I am currently evaluating if syncthing is the right choice for an upcoming project: there will be a central shared folder on a server somewhere, and different collaborators are invited to contribute and edit files.
my question is: is it possible to see who (which device) made the latest change to a file?
Not really, currently. Technically, the info is encoded in the version vector, but you’d need to compare with the previous version to see who changed it last and it may still be ambiguous.
It would require a protocol change, basically adding a field to carry around last-changed-by per file. It’s not impossible, but this is the first I’ve heard about it so it hasn’t been considered yet.
there will be collaborative editing of files in a shared folder.
and the idea is to have a system similar to git — but without requiring contributing users to know about git / or to know how to use it.

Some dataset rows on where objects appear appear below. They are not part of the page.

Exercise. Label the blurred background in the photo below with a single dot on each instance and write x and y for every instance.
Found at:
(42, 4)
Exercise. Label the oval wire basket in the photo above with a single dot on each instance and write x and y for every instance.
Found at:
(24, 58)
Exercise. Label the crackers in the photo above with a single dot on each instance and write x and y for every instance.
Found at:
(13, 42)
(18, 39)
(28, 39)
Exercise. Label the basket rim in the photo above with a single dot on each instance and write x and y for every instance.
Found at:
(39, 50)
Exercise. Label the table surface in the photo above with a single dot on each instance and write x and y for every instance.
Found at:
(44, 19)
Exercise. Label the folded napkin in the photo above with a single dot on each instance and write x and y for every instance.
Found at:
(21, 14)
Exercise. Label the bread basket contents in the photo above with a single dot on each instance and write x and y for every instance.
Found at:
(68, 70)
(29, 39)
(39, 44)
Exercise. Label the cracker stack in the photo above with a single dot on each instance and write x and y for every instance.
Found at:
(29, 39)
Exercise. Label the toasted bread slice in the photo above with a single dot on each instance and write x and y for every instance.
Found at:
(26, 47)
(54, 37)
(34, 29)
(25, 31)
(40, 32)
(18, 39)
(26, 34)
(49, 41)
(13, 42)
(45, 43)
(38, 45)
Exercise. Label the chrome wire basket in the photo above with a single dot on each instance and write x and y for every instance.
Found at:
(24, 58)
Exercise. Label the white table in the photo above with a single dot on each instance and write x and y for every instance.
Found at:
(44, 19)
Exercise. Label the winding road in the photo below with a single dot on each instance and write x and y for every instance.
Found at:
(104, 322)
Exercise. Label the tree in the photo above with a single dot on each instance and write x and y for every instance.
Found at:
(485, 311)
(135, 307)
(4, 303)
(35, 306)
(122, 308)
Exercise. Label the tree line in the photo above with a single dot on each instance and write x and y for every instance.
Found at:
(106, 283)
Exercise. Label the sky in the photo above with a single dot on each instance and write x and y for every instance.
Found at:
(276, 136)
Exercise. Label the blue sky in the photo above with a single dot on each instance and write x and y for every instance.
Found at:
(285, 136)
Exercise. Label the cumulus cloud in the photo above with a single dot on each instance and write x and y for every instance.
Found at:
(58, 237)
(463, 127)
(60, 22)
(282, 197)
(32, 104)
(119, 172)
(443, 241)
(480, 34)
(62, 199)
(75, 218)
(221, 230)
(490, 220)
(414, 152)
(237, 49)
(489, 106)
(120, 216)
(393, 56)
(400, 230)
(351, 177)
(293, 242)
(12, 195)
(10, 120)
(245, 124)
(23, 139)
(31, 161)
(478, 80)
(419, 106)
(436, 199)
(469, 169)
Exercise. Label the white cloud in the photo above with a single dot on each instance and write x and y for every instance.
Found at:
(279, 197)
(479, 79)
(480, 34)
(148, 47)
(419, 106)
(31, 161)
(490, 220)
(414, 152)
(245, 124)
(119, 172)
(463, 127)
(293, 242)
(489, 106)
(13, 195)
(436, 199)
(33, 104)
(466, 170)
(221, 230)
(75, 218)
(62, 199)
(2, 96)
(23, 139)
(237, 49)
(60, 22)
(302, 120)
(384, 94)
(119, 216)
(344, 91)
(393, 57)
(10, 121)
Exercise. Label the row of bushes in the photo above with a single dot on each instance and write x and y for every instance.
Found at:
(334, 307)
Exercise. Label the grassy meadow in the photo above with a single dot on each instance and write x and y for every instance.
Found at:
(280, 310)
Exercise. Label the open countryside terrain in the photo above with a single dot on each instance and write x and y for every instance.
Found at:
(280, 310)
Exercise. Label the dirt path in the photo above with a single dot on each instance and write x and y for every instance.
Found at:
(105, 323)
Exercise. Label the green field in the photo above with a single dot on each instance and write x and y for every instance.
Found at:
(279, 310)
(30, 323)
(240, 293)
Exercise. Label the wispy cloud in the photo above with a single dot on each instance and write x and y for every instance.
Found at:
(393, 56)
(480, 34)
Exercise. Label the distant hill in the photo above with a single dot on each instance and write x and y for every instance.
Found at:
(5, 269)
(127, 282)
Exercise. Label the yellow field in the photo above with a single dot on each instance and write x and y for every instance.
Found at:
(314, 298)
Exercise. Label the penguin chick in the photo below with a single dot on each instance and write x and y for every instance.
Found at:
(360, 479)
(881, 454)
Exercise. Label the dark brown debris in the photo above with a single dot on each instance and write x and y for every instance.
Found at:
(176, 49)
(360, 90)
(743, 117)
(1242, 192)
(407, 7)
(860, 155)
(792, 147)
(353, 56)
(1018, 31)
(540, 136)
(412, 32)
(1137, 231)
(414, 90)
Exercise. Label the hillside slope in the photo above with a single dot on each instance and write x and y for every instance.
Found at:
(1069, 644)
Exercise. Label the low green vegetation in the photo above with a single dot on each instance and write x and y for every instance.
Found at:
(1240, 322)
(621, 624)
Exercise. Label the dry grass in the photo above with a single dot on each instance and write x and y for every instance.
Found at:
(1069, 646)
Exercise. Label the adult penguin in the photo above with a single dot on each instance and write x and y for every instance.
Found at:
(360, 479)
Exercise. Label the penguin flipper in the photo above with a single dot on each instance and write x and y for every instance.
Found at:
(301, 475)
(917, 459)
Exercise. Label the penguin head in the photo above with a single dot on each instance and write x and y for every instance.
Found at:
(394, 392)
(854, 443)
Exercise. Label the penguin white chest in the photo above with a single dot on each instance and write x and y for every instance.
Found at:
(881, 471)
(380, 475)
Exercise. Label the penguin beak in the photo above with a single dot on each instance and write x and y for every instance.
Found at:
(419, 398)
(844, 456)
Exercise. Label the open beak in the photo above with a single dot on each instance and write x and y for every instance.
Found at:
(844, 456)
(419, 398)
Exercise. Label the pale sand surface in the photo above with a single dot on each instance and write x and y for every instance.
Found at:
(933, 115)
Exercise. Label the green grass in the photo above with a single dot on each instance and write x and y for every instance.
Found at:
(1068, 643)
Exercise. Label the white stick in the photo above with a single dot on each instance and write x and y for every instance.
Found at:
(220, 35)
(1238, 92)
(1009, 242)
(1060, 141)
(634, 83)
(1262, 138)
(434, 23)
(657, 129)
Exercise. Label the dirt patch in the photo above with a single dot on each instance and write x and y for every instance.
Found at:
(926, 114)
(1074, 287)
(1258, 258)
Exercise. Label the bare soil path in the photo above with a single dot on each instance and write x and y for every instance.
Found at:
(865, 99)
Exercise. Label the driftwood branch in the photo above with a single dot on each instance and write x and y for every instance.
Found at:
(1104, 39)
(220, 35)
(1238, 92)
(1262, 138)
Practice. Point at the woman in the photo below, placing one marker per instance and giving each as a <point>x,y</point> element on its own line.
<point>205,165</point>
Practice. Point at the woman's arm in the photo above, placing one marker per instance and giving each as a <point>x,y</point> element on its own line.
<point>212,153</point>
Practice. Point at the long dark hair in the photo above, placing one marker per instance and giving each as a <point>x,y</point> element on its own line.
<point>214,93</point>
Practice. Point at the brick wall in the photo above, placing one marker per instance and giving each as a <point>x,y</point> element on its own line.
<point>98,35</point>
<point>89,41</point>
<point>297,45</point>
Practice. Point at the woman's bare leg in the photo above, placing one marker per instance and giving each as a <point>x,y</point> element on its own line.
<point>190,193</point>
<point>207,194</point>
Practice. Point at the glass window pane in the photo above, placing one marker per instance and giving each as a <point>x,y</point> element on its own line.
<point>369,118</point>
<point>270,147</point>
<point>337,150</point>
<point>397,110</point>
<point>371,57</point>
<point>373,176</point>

all the user does is edit and save files, which are then synced to the shared folder. a piece of software monitors that folder, and keeps track of changes (e.g. logs it to a database, creates a git commit, or similar). and for that it would be nice to know who made those changes.
But that’s only the last change, you cannot rely to capture all changes (hence all history), as some two nodes might do edits offline away from everyone else, and once they come back online it would look like the whole change was introduced by one node, where in reality it could have been introduced by both in potentially multiple occourances.
true. but this whole setup is going to be a tradeoff between ease of use and accuracy anyway.
the number of users (working on the same file at the same time), as well as the frequency of activity overall is going to be relatively low. also, people are likely to be online most of the time, that’s why I’m willing to take that risk.